Quel rôle la Revue peut-elle avoir vis-à-vis de l’École ?

La Revue est un élément de réponse à la question que je citais plus tôt : comment maintenir le réseau actif en temps de paix pour le mobiliser en temps de crise ? Je ne connais en revanche pas son impact en nombre d’abonnés, ni sa diffusion en dehors du réseau des Alumni.

Un mot sur le financement de l’École ?

La subvention publique a malheureusement diminué en euros constants. En revanche, pour un euro de subvention publique, nous dégageons 98 centimes de recette propre (droits et frais d’inscription, projets de recherche européens, contrats privés…), ce qui fait de nous le meilleur élève de France. Le président de notre conseil scientifique nous met d’ailleurs en garde sur les risques d’aller plus loin. Trop d’argent privé ne doit pas nous imposer des choix de court terme qui nous empêcheraient d’investir sur le très long terme, sur le ressourcement scientifique dont nous avons toujours besoin et qui est puisé essentiellement sur de l’argent public. Nous arrivons à la limite du modèle.

Un mot sur les facilités pour les élèves (logement, activités extracursus…) ?

Nous avons parlé du besoin d’augmenter nos capacités d’accueil, qui représente également un facteur d’attractivité. Certains étudiants choisissent d’aller à CentraleSupélec car ils imaginent que les Mines offrent une vie étudiante plus limitée, ce qui n’est pas le cas, les étudiants aux Mines étant en moyenne plus investis dans les associations. PSL offre d’ailleurs une opportunité d’élargir la vie étudiante : il ne faut pas se restreindre à la Meuh, mais s’élargir à tout le Quartier latin !

Quelles sont les valeurs clés de l’École ?

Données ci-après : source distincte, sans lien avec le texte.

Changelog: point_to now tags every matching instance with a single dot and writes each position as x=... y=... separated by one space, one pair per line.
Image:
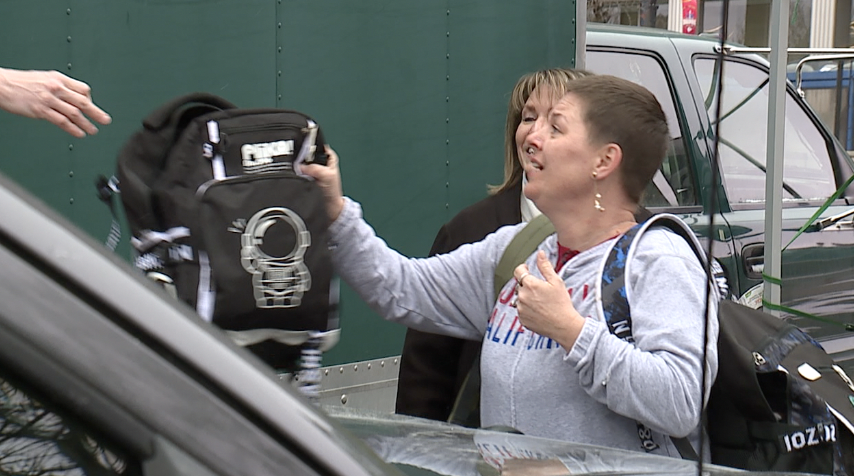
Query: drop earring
x=596 y=195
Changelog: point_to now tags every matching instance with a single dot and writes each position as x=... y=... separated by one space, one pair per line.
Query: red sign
x=689 y=17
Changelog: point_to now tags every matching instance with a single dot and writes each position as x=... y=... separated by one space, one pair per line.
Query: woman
x=433 y=366
x=549 y=366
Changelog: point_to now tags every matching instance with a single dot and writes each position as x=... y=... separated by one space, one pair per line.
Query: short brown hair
x=556 y=79
x=627 y=114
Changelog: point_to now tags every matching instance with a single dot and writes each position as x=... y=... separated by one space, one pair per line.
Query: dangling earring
x=596 y=195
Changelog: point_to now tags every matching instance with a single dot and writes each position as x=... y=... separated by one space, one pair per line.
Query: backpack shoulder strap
x=520 y=248
x=612 y=298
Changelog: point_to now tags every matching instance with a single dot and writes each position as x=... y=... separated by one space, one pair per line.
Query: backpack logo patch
x=279 y=280
x=812 y=436
x=257 y=155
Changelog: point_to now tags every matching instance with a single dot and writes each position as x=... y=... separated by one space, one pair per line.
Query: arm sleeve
x=448 y=294
x=659 y=379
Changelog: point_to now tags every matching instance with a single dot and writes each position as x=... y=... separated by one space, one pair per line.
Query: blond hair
x=556 y=79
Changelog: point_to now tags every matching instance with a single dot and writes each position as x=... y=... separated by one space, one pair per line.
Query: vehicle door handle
x=753 y=257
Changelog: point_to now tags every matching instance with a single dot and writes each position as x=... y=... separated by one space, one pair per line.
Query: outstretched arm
x=52 y=96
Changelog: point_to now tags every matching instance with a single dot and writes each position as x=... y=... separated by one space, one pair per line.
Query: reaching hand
x=52 y=96
x=328 y=177
x=545 y=306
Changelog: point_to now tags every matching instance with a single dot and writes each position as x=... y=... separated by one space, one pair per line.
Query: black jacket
x=433 y=366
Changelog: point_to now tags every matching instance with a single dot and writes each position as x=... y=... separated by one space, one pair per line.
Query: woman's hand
x=51 y=96
x=544 y=306
x=328 y=177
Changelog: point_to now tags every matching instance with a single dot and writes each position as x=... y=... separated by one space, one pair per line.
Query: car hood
x=425 y=447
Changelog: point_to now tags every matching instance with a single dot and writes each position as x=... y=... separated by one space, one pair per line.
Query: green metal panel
x=412 y=94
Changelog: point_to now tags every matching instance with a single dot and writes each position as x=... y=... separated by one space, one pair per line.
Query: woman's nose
x=535 y=135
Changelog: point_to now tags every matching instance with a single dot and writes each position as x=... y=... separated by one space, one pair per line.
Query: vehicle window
x=674 y=184
x=807 y=170
x=36 y=440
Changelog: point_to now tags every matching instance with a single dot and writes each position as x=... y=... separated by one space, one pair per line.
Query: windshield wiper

Notre devise “Théorie et pratique” est toujours d’actualité. À cette devise, j’ajouterais la valeur d’engagement. Cette valeur a été reprise dans le discours des diplômés ou dans les interviews récemment réalisées auprès d’Alumni pour la Sainte-Barbe. Cela fait d’ailleurs écho à la tradition de l’École, qui a eu la croix de guerre à l’occasion de la Première et de la Seconde Guerre mondiale. Ce terme me semble par ailleurs cohérent avec les valeurs d’ouverture et de solidarité qui se traduisent avec cette grande bienveillance, qui est pour moi notre dernière valeur clé. À nous de le prouver avec l’élargissement et la diversification des promotions à venir. Montrons que ce n’est pas uniquement une solidarité entre élèves issus en majorité de familles plutôt aisées, mais une valeur générale et partagée !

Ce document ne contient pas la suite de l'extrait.